The European Commission has approved a €1.25 billion Hungarian loan and guarantee scheme to support small and medium enterprises (‘SMEs') and large companies in the context of Russia's war against Ukraine. The scheme was approved under the State aid Temporary Crisis Framework, adopted by the Commission on 23 March 2022 and amended on 20 July 2022, based on Article 107(3)(b) of the Treaty on the Functioning of the European Union (‘TFEU'), recognising that the EU economy is experiencing a serious disturbance.

Executive Vice-President Margrethe Vestager, in charge of competition policy, recently said:

This €1.25 billion scheme will enable Hungary to provide them with liquidity support necessary for the continuation of their activities. We continue to stand with Ukraine and its people. At the same time, we continue working closely with Member States to ensure that national support measures can be put in place in a timely, coordinated and effective way, while protecting the level playing field in the Single Market.

The Hungarian measure

Hungary notified to the Commission, under the Temporary Crisis Framework, a €1.25 billion loan and guarantee scheme to provide liquidity support to SMEs as well as to large companies in the context of Russia's war against Ukraine.
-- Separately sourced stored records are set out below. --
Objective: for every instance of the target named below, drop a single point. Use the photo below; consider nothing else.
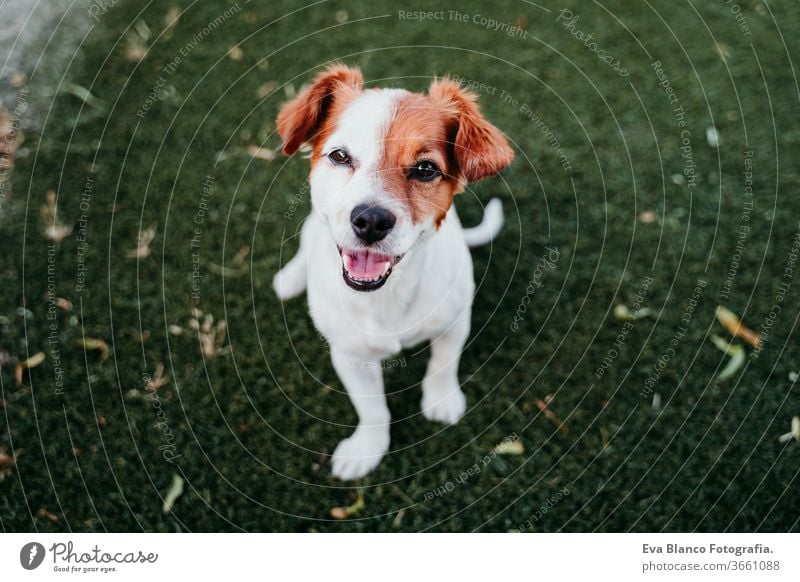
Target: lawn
(655, 169)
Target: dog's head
(386, 163)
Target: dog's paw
(446, 406)
(289, 282)
(360, 453)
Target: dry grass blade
(734, 326)
(142, 249)
(93, 344)
(158, 379)
(211, 334)
(175, 491)
(53, 229)
(792, 434)
(622, 313)
(265, 154)
(737, 354)
(32, 362)
(345, 512)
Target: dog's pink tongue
(365, 265)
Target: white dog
(383, 255)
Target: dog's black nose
(371, 223)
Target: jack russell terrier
(383, 255)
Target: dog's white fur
(428, 296)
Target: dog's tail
(488, 228)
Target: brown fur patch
(420, 130)
(446, 128)
(304, 118)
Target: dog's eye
(340, 157)
(425, 171)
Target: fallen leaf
(712, 136)
(261, 153)
(345, 512)
(83, 94)
(44, 514)
(7, 463)
(90, 344)
(172, 16)
(175, 491)
(647, 216)
(722, 49)
(32, 362)
(794, 433)
(142, 249)
(622, 313)
(18, 79)
(734, 326)
(510, 447)
(266, 88)
(735, 351)
(158, 379)
(551, 416)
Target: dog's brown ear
(301, 118)
(479, 147)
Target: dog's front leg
(442, 398)
(291, 281)
(360, 453)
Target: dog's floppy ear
(479, 147)
(301, 118)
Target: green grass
(250, 426)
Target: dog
(383, 256)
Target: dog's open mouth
(366, 270)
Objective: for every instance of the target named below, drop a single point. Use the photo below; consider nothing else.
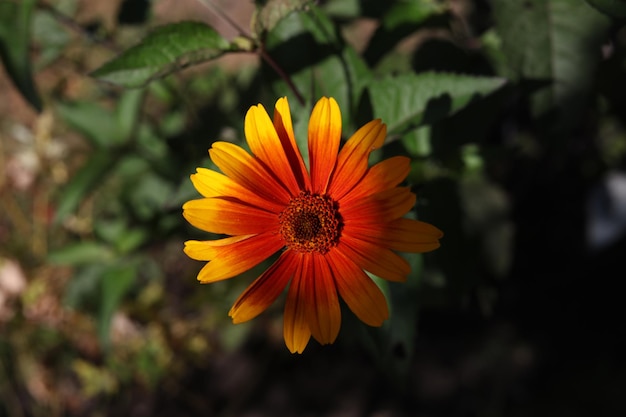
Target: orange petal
(244, 169)
(267, 147)
(352, 161)
(380, 177)
(207, 250)
(359, 292)
(295, 327)
(380, 207)
(322, 303)
(264, 290)
(376, 259)
(238, 257)
(284, 128)
(404, 235)
(219, 215)
(211, 183)
(324, 138)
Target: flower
(330, 222)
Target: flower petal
(220, 215)
(284, 128)
(380, 177)
(359, 292)
(404, 235)
(244, 169)
(295, 326)
(322, 305)
(374, 258)
(207, 250)
(264, 290)
(267, 147)
(324, 138)
(238, 257)
(379, 208)
(352, 162)
(211, 183)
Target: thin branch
(270, 61)
(222, 14)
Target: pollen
(311, 223)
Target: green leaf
(83, 183)
(116, 281)
(555, 40)
(81, 253)
(270, 12)
(307, 46)
(167, 49)
(410, 100)
(96, 123)
(613, 8)
(15, 23)
(411, 12)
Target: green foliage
(558, 41)
(409, 101)
(15, 24)
(489, 104)
(162, 52)
(613, 8)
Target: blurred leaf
(270, 12)
(613, 8)
(412, 12)
(555, 40)
(83, 290)
(50, 37)
(82, 183)
(93, 121)
(402, 324)
(167, 49)
(127, 113)
(411, 100)
(116, 281)
(308, 47)
(15, 24)
(81, 253)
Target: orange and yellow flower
(330, 222)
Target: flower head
(330, 222)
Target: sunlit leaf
(15, 25)
(165, 50)
(411, 100)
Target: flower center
(310, 223)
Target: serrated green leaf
(411, 12)
(81, 253)
(410, 100)
(165, 50)
(82, 183)
(613, 8)
(15, 24)
(271, 12)
(554, 40)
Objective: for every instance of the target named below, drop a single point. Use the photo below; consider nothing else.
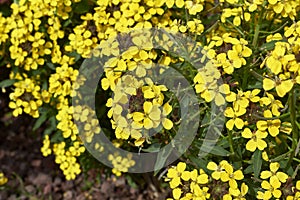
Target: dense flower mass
(245, 57)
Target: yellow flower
(256, 140)
(276, 177)
(272, 125)
(239, 194)
(176, 193)
(272, 103)
(252, 95)
(150, 118)
(282, 87)
(272, 190)
(3, 179)
(218, 169)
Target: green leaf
(8, 82)
(162, 156)
(152, 148)
(52, 126)
(216, 150)
(268, 46)
(40, 121)
(199, 162)
(81, 7)
(50, 65)
(257, 162)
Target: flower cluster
(197, 184)
(245, 58)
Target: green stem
(295, 137)
(256, 34)
(230, 142)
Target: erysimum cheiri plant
(253, 46)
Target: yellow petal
(268, 84)
(167, 124)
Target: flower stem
(295, 136)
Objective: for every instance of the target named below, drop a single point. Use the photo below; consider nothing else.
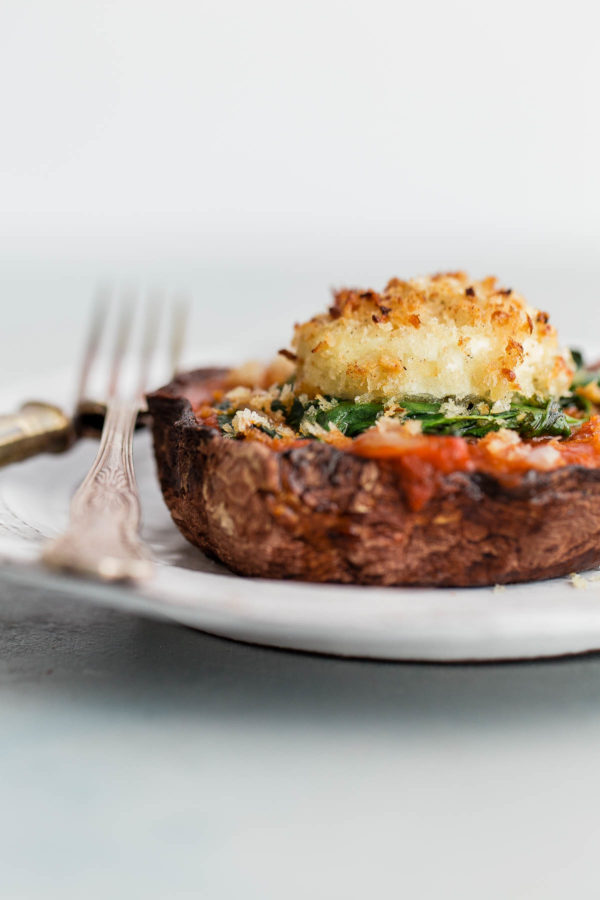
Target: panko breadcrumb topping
(439, 336)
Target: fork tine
(96, 328)
(150, 337)
(123, 335)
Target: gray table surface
(143, 759)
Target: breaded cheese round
(440, 336)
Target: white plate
(521, 621)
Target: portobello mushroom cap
(317, 513)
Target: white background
(258, 153)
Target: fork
(102, 538)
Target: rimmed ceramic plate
(549, 618)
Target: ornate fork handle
(102, 537)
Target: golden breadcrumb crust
(443, 335)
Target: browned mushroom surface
(360, 511)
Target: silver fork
(102, 538)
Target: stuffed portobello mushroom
(435, 433)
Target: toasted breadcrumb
(440, 336)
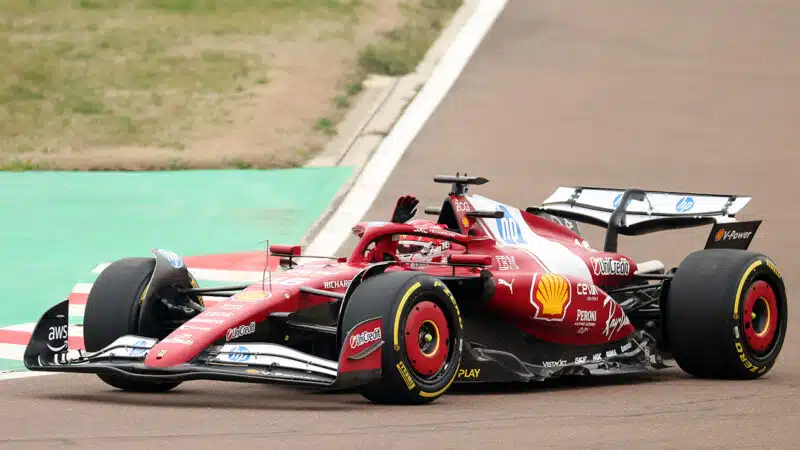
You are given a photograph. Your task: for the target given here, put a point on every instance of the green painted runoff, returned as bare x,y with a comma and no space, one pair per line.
55,227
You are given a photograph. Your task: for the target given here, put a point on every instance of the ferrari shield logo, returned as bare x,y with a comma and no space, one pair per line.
551,295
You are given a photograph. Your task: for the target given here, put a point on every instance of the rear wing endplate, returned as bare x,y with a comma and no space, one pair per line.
635,212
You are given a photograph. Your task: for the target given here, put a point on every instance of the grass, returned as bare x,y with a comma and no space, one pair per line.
400,50
122,75
110,73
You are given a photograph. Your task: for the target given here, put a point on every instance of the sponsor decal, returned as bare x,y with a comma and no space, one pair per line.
558,363
241,330
617,200
231,306
505,283
452,300
551,296
684,204
610,266
746,361
469,374
508,229
586,318
365,337
183,339
731,235
141,350
616,320
252,296
192,327
401,368
462,206
58,334
585,245
587,290
239,354
200,319
337,284
434,230
506,263
774,268
173,258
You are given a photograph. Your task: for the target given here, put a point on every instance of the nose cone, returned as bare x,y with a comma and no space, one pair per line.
194,336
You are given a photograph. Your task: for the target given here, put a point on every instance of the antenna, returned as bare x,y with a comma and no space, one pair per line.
267,268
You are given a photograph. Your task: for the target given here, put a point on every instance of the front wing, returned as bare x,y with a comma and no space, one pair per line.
252,362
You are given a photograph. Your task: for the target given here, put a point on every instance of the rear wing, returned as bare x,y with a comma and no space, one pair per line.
635,212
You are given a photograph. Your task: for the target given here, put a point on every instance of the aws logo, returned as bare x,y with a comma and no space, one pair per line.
551,295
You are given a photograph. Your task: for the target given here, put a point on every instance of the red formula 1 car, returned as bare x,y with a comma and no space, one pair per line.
485,293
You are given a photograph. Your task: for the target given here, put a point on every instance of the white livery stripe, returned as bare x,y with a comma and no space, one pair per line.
515,232
241,276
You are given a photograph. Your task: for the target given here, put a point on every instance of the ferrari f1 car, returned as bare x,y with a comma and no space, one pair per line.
484,293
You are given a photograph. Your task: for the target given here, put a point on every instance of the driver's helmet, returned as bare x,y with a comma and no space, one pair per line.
422,249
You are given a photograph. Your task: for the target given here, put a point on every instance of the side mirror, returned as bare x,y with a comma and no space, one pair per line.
470,260
285,250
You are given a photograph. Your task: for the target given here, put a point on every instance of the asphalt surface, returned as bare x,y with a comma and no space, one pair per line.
680,95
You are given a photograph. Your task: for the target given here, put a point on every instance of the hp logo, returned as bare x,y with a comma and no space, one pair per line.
618,198
508,228
684,204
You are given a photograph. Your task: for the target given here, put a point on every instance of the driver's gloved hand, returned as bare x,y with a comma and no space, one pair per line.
405,209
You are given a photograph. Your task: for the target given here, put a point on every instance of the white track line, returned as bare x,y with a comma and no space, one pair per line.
371,180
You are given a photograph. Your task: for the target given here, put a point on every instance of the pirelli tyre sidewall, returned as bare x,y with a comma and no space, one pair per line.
712,311
414,302
113,309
Under this measure, the aid will take the form of (i) loans with subsidised interest rates; and (ii) guarantees on loans granted by the Export-Import Bank Private Limited Company Eximbank (“Eximbank”), the State-owned export credit agency.

The measure will be open to companies active across sectors affected by the current geopolitical crisis, with the exception of financial institutions.

The Commission found that the Hungarian scheme is in line with the conditions set out in the Temporary Crisis Framework. In particular, when it comes to aid in the form of guarantees: (i) the maturity of the guarantees cannot exceed six years; (ii) the maximum coverage cannot exceed 90% of the underlying loan; and (iii) the guarantee premiums respect the minimum levels set out in the Temporary Crisis Framework. When it comes to aid in the form of loans: (i) the maturity of the loans cannot exceed eight years; and (ii) the interest rates on the loans respect the minimum levels (modulated by an increase reflecting the duration of the guaranteed loans) set out in the Temporary Crisis Framework; and (iii) for indirect loans, the financial intermediary will pass on the advantage to the beneficiary to the largest extent possible. Finally, the loans and guarantees will be granted no later than 31 December 2022.

The Commission concluded that the Hungarian scheme is necessary, appropriate and proportionate to remedy a serious disturbance in the economy of a Member State, in line with Article 107(3)(b) TFEU and the conditions set out in the Temporary Crisis Framework.

On this basis, the Commission approved the aid measure under EU State aid rules.